En gros, il vous faut deux choses : une caméra 360° fiable et un logiciel qui fait le lien entre vos images et le plan 2D. La caméra doit capturer chaque détail, même dans les recoins sombres de la loge ou sous la scène. Le logiciel, lui, doit vous permettre de glisser une flèche, d’ajouter une note, et de garder tout ça modifiable à vie.
Quel type de caméra choisir ?
Les pros du spectacle s’éloignent de plus en plus du smartphone. Un smartphone peut faire le job pour une visite rapide, mais il manque de constance : la résolution varie, la distorsion est plus marquée et la stabilisation n’est pas toujours au rendez‑vous. Une caméra 360° dédiée, comme la série RICOH THETA, vous garantit une résolution uniforme (≈23 MP) et un rendu couleur fidèle.
Vous pouvez lire notre guide sur le choix du matériel pour comparer les modèles, mais en pratique, la THETA Z1 ou la THETA SC2 couvrent largement les besoins des techniciens de salle : elles sont légères, se connectent à la tablette en Wi‑Fi et offrent une prise en main instantanée.
Accessoires qui font la différence
Un trépied solide, voire un monopod, vous évitera les tremblements quand vous devez rester longtemps à un même point.

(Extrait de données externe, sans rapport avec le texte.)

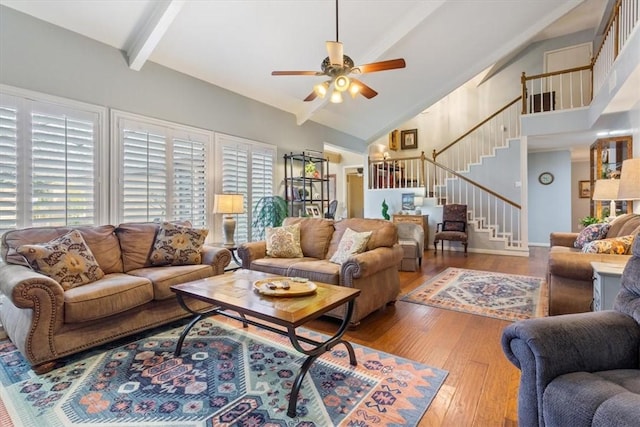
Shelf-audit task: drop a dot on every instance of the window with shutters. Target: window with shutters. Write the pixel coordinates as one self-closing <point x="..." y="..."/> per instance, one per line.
<point x="162" y="170"/>
<point x="247" y="168"/>
<point x="50" y="173"/>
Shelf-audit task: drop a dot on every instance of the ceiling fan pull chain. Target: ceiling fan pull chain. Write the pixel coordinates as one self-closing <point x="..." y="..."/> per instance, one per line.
<point x="337" y="39"/>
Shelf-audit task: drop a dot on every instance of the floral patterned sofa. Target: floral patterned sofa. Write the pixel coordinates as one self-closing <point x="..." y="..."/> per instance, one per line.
<point x="569" y="271"/>
<point x="108" y="282"/>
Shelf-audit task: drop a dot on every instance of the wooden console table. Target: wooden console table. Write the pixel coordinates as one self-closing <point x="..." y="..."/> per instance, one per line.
<point x="421" y="220"/>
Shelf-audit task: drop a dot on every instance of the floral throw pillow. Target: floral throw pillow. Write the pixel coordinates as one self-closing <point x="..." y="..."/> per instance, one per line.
<point x="284" y="242"/>
<point x="590" y="233"/>
<point x="178" y="245"/>
<point x="351" y="243"/>
<point x="66" y="259"/>
<point x="615" y="245"/>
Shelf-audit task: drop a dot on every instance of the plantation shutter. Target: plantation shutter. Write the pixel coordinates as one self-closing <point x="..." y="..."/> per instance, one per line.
<point x="49" y="172"/>
<point x="247" y="168"/>
<point x="8" y="166"/>
<point x="189" y="180"/>
<point x="163" y="172"/>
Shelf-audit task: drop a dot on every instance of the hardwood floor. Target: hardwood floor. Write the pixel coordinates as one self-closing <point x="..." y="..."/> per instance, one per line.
<point x="481" y="389"/>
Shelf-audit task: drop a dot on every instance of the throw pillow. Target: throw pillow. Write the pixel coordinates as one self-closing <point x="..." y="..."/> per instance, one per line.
<point x="615" y="245"/>
<point x="453" y="226"/>
<point x="66" y="259"/>
<point x="590" y="233"/>
<point x="178" y="245"/>
<point x="284" y="242"/>
<point x="351" y="243"/>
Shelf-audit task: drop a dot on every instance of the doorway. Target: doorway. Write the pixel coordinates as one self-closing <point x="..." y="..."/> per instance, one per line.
<point x="355" y="195"/>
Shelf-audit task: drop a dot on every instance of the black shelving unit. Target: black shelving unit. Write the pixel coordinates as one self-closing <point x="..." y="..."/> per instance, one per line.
<point x="302" y="191"/>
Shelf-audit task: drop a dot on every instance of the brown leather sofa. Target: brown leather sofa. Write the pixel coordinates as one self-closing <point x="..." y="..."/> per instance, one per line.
<point x="569" y="271"/>
<point x="374" y="272"/>
<point x="46" y="322"/>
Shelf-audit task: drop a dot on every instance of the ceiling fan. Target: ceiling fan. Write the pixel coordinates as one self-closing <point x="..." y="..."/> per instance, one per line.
<point x="338" y="66"/>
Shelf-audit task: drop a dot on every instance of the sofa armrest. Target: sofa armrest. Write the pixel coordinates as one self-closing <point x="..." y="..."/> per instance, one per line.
<point x="368" y="263"/>
<point x="562" y="239"/>
<point x="546" y="348"/>
<point x="26" y="288"/>
<point x="218" y="258"/>
<point x="248" y="252"/>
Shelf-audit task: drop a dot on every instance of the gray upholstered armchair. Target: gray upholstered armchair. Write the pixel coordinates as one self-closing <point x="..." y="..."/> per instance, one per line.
<point x="581" y="369"/>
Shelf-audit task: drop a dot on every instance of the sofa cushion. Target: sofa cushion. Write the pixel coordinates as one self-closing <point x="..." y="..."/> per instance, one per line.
<point x="574" y="399"/>
<point x="590" y="233"/>
<point x="384" y="233"/>
<point x="351" y="243"/>
<point x="101" y="240"/>
<point x="178" y="245"/>
<point x="163" y="278"/>
<point x="615" y="245"/>
<point x="284" y="242"/>
<point x="113" y="294"/>
<point x="322" y="271"/>
<point x="315" y="235"/>
<point x="277" y="266"/>
<point x="66" y="259"/>
<point x="624" y="225"/>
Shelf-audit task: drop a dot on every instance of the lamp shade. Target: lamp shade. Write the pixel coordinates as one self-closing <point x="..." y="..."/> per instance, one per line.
<point x="606" y="189"/>
<point x="630" y="180"/>
<point x="228" y="203"/>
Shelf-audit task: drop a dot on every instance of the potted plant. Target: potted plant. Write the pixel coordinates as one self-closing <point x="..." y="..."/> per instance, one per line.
<point x="588" y="220"/>
<point x="270" y="211"/>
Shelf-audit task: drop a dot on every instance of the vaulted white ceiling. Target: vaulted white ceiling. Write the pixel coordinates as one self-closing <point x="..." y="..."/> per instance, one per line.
<point x="236" y="44"/>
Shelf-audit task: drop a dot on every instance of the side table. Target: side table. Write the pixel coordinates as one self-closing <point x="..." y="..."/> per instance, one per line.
<point x="233" y="250"/>
<point x="606" y="284"/>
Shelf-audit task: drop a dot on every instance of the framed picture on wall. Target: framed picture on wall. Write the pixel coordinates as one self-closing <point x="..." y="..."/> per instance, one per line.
<point x="312" y="211"/>
<point x="584" y="189"/>
<point x="409" y="139"/>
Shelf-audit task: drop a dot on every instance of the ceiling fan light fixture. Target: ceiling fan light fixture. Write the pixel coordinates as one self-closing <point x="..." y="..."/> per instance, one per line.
<point x="342" y="83"/>
<point x="354" y="89"/>
<point x="336" y="97"/>
<point x="321" y="89"/>
<point x="336" y="53"/>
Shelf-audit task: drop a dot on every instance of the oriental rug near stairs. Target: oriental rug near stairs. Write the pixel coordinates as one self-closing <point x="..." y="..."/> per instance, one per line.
<point x="226" y="376"/>
<point x="503" y="296"/>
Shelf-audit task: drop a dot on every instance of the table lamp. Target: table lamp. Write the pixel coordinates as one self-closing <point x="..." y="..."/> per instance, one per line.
<point x="607" y="189"/>
<point x="630" y="180"/>
<point x="228" y="204"/>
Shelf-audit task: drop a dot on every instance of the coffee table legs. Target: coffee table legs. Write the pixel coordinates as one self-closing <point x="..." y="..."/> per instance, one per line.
<point x="315" y="352"/>
<point x="198" y="315"/>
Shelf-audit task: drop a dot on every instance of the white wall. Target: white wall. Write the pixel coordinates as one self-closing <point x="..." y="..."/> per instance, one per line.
<point x="42" y="57"/>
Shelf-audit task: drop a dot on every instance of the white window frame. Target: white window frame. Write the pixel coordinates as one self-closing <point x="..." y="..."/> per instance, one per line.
<point x="117" y="153"/>
<point x="220" y="140"/>
<point x="101" y="183"/>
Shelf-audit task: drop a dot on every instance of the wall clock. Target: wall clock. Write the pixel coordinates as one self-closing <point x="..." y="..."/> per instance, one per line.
<point x="545" y="178"/>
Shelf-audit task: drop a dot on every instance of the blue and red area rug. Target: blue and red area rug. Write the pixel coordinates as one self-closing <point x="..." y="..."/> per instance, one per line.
<point x="503" y="296"/>
<point x="226" y="376"/>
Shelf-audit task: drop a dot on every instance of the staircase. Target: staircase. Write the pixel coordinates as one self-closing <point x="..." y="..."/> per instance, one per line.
<point x="459" y="169"/>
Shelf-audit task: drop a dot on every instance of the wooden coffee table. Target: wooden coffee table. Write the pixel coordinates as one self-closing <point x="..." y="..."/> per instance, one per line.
<point x="232" y="293"/>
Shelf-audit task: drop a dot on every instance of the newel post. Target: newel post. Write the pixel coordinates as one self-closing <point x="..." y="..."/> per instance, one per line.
<point x="523" y="80"/>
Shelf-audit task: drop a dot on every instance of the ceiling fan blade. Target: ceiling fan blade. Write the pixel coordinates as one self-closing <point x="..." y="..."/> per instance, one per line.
<point x="379" y="66"/>
<point x="365" y="90"/>
<point x="336" y="52"/>
<point x="311" y="96"/>
<point x="297" y="73"/>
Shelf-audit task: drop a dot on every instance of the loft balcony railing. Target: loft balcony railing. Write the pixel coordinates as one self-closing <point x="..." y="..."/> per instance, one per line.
<point x="575" y="87"/>
<point x="482" y="139"/>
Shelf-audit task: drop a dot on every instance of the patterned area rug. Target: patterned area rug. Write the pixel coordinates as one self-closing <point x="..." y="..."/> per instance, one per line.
<point x="226" y="376"/>
<point x="503" y="296"/>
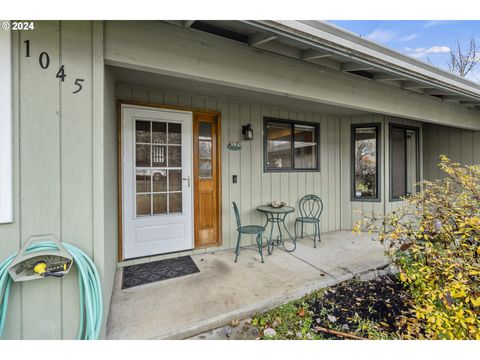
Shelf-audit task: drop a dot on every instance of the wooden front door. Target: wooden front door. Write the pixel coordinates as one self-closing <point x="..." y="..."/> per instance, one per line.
<point x="206" y="175"/>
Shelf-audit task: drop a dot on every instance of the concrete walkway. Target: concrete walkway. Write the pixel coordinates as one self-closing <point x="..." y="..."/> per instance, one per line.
<point x="224" y="291"/>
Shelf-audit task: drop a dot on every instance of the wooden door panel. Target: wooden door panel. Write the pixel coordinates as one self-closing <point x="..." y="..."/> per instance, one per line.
<point x="206" y="170"/>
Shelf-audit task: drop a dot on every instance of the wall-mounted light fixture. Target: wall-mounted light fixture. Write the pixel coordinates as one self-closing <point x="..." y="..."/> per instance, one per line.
<point x="247" y="132"/>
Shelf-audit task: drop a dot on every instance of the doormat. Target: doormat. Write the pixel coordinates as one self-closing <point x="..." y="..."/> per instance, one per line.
<point x="141" y="274"/>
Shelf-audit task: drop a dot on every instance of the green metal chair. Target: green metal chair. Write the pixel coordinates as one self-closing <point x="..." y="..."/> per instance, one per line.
<point x="311" y="207"/>
<point x="248" y="230"/>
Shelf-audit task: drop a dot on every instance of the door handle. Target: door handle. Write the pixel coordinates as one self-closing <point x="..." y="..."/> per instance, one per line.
<point x="187" y="179"/>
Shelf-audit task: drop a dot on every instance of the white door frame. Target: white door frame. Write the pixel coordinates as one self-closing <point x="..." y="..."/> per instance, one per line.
<point x="133" y="225"/>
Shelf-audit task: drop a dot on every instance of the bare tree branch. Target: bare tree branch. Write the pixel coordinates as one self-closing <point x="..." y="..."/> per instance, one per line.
<point x="463" y="62"/>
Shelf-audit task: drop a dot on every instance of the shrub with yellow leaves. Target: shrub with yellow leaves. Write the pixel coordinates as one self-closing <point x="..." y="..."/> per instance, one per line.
<point x="434" y="239"/>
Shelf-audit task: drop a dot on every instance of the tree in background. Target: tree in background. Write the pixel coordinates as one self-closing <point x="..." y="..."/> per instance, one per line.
<point x="463" y="61"/>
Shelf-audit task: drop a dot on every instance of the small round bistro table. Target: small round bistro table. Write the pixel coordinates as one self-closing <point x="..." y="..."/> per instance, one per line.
<point x="277" y="216"/>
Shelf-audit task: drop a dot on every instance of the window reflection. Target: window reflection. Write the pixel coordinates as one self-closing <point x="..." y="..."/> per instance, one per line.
<point x="365" y="162"/>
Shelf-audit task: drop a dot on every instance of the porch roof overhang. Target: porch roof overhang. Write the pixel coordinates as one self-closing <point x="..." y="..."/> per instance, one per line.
<point x="386" y="65"/>
<point x="307" y="60"/>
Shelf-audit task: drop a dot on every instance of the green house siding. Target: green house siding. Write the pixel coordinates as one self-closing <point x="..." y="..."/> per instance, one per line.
<point x="57" y="188"/>
<point x="65" y="145"/>
<point x="459" y="145"/>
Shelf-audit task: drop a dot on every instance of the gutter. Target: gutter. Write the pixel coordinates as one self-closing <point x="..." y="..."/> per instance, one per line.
<point x="316" y="38"/>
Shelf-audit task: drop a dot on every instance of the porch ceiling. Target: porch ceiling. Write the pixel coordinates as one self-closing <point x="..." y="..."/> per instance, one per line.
<point x="194" y="87"/>
<point x="340" y="50"/>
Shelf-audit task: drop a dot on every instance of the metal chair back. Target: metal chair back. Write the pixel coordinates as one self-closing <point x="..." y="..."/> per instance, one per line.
<point x="237" y="215"/>
<point x="311" y="206"/>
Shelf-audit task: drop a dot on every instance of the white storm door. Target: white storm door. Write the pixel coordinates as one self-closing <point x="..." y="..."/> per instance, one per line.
<point x="157" y="181"/>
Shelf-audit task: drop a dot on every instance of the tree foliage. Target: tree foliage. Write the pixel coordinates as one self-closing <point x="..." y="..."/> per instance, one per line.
<point x="434" y="239"/>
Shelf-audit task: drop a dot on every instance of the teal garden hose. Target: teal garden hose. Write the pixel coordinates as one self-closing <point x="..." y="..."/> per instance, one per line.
<point x="91" y="303"/>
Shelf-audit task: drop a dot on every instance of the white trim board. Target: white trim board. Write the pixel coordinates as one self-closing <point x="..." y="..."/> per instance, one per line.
<point x="6" y="173"/>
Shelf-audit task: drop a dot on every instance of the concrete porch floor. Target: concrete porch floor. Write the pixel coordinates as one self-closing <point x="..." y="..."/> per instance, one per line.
<point x="224" y="291"/>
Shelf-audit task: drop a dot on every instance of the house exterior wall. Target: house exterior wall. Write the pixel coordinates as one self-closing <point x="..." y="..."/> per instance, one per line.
<point x="64" y="145"/>
<point x="167" y="49"/>
<point x="256" y="187"/>
<point x="459" y="145"/>
<point x="58" y="173"/>
<point x="352" y="210"/>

Pensez à une batterie supplémentaire ; la plupart des caméras tournent environ 30 minutes avant de devoir se recharger, et une visite technique ne dure jamais moins longtemps.
Un casque audio ou des écouteurs vous aident à vérifier le son ambiant pendant que vous capturez, surtout si vous devez remarquer des bruits de ventilation ou des interférences qui pourraient impacter le placement des micros.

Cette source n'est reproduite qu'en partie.